Update. So, the NDP amendment passed, Cadman voted with the Government, and the Newfoundland Tories were spared their decision.

Such was the excitement, however, that I feel rather burnt out; also, I wonder if octameter is really the right metrical genre for covering these things. Something Aeolic, perhaps, would better convey the sensation of Cadman's rising for Yea. And lyric has no place on this blog.

One last outburst: Obviously the Tories are now in a serious bind. They've pledged to let the Government govern after this, so barring some unforeseen development (and how rare those are these days) they can't, politically speaking, table a confidence motion. But what do they do if the Bloc irritably tries for their own confidence motion? Do they vote that they have confidence in the Government?

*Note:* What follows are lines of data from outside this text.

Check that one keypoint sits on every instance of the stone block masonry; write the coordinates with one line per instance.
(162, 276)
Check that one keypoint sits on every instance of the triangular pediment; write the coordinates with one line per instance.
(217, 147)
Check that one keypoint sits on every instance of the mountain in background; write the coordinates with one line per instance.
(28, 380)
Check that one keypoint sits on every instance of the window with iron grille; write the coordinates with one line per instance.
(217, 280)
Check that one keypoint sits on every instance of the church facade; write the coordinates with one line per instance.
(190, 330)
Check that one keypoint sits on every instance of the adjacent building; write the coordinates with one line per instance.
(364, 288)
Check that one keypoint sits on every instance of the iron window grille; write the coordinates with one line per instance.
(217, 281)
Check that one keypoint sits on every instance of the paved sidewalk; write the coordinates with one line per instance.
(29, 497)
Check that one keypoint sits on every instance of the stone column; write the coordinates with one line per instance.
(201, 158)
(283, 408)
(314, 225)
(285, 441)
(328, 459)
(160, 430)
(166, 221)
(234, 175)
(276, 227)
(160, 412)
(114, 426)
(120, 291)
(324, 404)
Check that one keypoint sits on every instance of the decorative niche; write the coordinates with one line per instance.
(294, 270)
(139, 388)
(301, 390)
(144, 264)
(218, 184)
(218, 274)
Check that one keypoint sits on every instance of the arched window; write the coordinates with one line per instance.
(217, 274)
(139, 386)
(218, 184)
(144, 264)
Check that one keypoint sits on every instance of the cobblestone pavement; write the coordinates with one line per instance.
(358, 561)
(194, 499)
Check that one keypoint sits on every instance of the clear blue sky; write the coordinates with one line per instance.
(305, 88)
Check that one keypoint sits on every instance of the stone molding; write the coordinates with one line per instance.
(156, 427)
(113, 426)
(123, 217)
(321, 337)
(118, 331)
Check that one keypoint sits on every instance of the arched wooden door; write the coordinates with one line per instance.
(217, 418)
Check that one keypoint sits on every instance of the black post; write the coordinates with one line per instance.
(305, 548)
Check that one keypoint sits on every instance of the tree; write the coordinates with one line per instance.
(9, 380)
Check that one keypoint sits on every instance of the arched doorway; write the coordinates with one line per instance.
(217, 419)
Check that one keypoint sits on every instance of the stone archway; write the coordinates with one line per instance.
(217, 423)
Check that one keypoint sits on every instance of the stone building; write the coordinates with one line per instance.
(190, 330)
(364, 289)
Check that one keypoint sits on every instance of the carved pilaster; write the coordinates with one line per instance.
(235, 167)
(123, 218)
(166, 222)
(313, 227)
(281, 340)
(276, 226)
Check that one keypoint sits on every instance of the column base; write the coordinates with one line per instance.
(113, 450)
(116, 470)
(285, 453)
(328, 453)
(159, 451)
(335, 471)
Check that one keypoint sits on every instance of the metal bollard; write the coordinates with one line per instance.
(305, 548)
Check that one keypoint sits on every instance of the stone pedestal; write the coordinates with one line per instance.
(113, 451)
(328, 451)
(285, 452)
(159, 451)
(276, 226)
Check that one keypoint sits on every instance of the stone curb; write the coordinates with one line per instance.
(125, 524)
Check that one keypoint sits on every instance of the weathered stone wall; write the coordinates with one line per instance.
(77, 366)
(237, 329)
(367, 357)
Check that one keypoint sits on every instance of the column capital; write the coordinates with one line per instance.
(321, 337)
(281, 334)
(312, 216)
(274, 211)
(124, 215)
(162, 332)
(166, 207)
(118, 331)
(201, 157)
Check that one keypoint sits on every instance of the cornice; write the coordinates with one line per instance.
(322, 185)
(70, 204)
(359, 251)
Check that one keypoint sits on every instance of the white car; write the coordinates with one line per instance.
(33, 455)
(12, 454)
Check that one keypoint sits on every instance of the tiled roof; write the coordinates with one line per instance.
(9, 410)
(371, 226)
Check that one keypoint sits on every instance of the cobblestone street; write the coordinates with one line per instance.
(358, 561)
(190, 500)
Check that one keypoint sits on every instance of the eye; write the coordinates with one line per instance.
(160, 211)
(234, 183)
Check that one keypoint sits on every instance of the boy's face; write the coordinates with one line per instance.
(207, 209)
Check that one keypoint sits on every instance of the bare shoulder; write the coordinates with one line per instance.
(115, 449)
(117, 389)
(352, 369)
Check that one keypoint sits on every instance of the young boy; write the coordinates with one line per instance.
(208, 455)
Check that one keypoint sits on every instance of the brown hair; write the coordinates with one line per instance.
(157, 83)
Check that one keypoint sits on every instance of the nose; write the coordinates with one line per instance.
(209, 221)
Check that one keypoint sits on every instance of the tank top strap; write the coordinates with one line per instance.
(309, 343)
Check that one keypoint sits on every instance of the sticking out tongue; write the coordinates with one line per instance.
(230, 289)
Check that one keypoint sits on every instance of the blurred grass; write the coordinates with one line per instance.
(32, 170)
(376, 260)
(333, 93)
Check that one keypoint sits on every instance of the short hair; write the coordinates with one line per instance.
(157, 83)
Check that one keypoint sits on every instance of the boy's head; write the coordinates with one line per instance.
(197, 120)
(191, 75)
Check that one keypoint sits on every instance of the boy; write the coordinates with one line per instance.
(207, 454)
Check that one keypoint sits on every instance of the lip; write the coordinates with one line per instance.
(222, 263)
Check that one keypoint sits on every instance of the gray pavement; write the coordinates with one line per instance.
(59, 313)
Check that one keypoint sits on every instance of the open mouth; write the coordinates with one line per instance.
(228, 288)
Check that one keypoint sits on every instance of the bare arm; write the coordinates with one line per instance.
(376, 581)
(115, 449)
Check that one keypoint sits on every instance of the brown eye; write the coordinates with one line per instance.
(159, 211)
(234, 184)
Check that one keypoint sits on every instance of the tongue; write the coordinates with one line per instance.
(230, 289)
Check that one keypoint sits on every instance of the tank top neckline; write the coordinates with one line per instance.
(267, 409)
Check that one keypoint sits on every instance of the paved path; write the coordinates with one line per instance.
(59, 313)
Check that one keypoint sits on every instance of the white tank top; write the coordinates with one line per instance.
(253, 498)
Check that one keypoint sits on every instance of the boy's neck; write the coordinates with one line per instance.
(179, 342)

Lastly, Dave raises the interesting question of what would happen if the NDP amendment came up for third reading (this was, I believe, the first reading -- or was it the second? No, the first). The Speaker, as he made very clear in casting his tiebreaker today, votes to continue debate; he does not vote to accomplish anything. What then would he do in the case of a third reading? A vote with the Government in that case would be a vote to approve the amendment, ending further discussion. (Update: a constitutional expert informs us that the proper course is for the Speaker not to vote to defeat the Government, as makes sense.)

1 comment:

Anonymous said...

What a day in politics, and what a poetic tribute -- almost as good as 5th century Athens!